We believe that further research studies are mandatory in this field, as the in vitro data so far available provide a solid rationale of use and yield some clues about the mechanisms of action, strongly suggesting that the use of probiotics as adjuvants should be considered in vaccination. Probiotics provide a relatively inexpensive mode of intervention to improve vaccine efficacy and the duration of protection 
Specific attention has to be given to the strain used, since the efficacy of action is absolutely strain-related. Lactobacilli and LGG, in particular, are the most studied and promising among the probiotics widely utilized to date for these aims.
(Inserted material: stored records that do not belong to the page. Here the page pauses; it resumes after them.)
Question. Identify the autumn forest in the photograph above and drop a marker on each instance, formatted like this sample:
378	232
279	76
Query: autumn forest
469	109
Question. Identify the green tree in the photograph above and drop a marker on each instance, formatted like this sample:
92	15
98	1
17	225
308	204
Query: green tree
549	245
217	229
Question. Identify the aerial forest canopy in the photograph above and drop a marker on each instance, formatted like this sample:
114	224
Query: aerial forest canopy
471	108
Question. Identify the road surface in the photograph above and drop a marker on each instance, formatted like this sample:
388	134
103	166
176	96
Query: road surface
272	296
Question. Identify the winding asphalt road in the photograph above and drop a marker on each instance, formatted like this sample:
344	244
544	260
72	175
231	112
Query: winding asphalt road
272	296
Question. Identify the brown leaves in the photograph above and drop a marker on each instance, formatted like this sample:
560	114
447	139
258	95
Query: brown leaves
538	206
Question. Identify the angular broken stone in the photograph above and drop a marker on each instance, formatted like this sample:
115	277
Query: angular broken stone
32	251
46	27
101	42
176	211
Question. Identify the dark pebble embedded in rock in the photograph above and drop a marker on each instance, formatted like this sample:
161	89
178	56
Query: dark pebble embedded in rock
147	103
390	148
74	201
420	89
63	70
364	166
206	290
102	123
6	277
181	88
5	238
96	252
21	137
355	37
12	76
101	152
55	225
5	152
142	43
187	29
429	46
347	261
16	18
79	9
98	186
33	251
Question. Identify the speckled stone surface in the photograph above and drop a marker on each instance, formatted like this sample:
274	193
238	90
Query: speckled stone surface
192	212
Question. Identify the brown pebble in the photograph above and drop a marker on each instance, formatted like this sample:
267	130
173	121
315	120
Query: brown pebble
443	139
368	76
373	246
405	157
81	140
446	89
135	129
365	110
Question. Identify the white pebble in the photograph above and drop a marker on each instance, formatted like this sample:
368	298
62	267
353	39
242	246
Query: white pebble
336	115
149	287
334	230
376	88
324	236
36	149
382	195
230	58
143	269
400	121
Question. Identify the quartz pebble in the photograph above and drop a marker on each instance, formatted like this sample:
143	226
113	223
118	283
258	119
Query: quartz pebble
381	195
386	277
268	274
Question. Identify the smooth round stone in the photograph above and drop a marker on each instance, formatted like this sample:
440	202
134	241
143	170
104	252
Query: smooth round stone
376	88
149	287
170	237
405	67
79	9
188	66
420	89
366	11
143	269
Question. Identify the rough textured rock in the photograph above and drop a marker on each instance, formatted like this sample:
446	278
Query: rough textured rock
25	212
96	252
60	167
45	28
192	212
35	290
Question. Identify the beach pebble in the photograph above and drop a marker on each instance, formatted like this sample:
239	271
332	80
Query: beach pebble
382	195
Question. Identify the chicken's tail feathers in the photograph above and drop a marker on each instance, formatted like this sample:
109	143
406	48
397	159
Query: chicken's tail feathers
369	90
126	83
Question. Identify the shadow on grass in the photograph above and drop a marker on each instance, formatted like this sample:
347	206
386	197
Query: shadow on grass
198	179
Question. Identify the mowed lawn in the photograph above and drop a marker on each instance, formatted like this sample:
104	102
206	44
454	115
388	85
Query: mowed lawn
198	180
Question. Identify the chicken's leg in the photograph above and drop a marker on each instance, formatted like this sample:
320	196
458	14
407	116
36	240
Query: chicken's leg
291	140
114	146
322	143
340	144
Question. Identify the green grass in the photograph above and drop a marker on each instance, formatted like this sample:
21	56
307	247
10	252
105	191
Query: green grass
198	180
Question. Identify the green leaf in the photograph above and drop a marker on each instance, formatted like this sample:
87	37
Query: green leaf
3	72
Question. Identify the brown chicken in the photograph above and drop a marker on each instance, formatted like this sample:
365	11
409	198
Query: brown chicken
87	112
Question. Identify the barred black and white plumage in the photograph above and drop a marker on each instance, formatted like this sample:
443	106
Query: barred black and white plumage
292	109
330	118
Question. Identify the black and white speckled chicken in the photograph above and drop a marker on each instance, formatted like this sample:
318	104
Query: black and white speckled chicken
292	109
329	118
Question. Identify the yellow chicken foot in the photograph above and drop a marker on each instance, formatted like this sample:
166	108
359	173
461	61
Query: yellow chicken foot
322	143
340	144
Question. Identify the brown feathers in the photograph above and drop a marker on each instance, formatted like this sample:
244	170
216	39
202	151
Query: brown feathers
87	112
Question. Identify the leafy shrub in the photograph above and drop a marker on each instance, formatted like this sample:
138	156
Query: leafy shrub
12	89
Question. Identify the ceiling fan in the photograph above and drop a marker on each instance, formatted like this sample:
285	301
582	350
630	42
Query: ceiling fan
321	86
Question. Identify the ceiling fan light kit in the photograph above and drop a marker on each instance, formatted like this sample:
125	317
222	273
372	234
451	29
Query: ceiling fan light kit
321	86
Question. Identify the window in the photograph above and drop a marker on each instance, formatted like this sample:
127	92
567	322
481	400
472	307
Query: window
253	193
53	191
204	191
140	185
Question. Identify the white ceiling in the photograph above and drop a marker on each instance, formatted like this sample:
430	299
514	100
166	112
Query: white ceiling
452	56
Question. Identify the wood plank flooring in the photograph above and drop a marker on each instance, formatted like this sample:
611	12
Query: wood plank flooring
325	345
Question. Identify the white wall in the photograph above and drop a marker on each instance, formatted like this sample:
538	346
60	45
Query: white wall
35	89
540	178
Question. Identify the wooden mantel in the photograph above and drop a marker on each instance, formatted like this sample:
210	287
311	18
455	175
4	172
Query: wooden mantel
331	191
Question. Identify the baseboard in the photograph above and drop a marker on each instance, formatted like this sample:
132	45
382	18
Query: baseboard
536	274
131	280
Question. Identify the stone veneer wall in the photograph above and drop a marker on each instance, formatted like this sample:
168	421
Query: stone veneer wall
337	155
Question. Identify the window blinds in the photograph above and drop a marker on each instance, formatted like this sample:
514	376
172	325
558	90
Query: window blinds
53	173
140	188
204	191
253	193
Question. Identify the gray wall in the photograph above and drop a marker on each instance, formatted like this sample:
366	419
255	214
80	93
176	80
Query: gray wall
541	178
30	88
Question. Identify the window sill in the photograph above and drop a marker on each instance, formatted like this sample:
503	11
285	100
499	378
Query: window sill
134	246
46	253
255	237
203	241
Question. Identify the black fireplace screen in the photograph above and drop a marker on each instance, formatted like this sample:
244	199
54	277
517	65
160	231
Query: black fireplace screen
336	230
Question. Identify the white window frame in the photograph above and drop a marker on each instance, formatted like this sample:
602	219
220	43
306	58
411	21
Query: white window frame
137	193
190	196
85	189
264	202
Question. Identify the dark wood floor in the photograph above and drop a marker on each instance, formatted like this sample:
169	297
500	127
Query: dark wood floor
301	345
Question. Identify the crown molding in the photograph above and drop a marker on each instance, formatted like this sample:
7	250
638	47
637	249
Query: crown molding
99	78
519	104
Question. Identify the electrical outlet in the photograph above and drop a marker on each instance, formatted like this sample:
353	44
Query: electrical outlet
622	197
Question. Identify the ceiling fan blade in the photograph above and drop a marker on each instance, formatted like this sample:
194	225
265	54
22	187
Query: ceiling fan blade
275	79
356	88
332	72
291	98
In this COVID-19 pandemic, nutritional supplements such as probiotics with antimicrobial and immunomodulatory activities are promising therapeutic adjuvants for the treatment of COVID-19 and for the prevention of viral spread 
. The present COVID-19 pandemic situation underlines how all efforts that can ameliorate vaccine efficacy should be attempted and can be a stimulus to promote further research. Since different vaccine platforms are used in COVID-19 vaccine development, we believe that the use of probiotics in this development should be considered. Indeed, probiotic supplementation as adjuvants in boosting immunity and in enhancing vaccine-specific responses could be important in the general population and, in particular, in the elderly and in children, where the effectiveness and duration of immunization could have even more bearing.